3:00 couldn’t have arrived a second too soon. When the bus pulled up, Ella sprinted from the steps, barrelled me over in the driveway, and exclaimed she couldn’t wait for tomorrow. I gave her a mama koala bear squeeze, which she quickly wriggled out of — things to do, friends to see I suppose. By day two, we were all smiles:
I hope you all are well and any and all back-to-school experiences have gone smoothly. I never imagined feeling this emotional about the start of kindergarten. With that in mind, I loved this post over on The Tipsy Baker: Helicopter Parents and Latchkey Kids.
Now for these granola bars. I think this is the fourth granola bar recipe I’ve posted, and I hope it’s the last. Like the granola, granola bars are something I feel I could tweak forever. I think I finally have this one to where I want it: basically a bar form of my family’s favorite granola — what a concept!
So, here I use oats, coconut, almonds and millet for the dry ingredients, the same makeup as the granola. For the glue, I use coconut oil or butter, maple syrup, brown rice syrup and almond butter. These days, I prefer a baked granola bar to a press-in-the-pan bar, so these bake for about 20 to 25 minutes, then rest for 20 minutes before they are cut. They hold their shape at room temperature and have thus become a lunch box staple. This is essentially a simplified version of these acrobatic granola bars.
1. Because two of the kids attend a peanut-free preschool, I use almonds and almond butter, but you could use peanut butter if you wish and any number of nuts if allergies aren’t a concern. I do, however, prefer the flavor of almond butter — it doesn’t dominate the way peanut butter does.
2. The recipe this is based on calls for corn syrup, which I know is not dreadful in moderation, but I just don’t love using it. That said, I’m not totally convinced the alternatives — brown rice syrup, Lyle’s golden syrup, etc. — are really any better? Somehow brown rice syrup feels the least offensive, so that’s what I use.
Coconut-Almond Granola Bars
Yield 12-18 bars (or more) depending on how you cut them
- 1 cup (104 g) rolled oats
- 1½ cups (150 g) sliced almonds
- 1 cup (44 g) flaked or shredded coconut
- ¼ cup millet
- ¾ teaspoon salt
- ¼ cup melted coconut oil or melted butter
- ¼ cup brown rice syrup
- ¼ cup maple syrup
- ⅓ cup almond butter
- 1 teaspoon vanilla
- Preheat the oven to 350ºF. Dump the oats, almonds and coconut into a food processor and pulse briefly — 10 seconds or so.
- Transfer to a large mixing bowl. Add millet and salt and toss to combine.

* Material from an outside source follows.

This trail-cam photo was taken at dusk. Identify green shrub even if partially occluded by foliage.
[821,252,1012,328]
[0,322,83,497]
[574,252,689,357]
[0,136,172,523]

- In a separate bowl, whisk together the oil, rice syrup, maple syrup, almond butter and vanilla until emulsified. Add to bowl of oats and toss to combine.
- Line a 8x8-inch or 9x9-inch pan with parchment paper overhanging the edge a bit. Transfer mixture to pan and spread to fill. Bake for 20 to 25 minutes or until the edges begin to brown. Remove pan from oven and let cool for 20 minutes. Remove block of bars by pulling up on parchment paper and transfer to cutting board. Cut into desired shape. Store at room temperature in a ziplock bag or tupperware.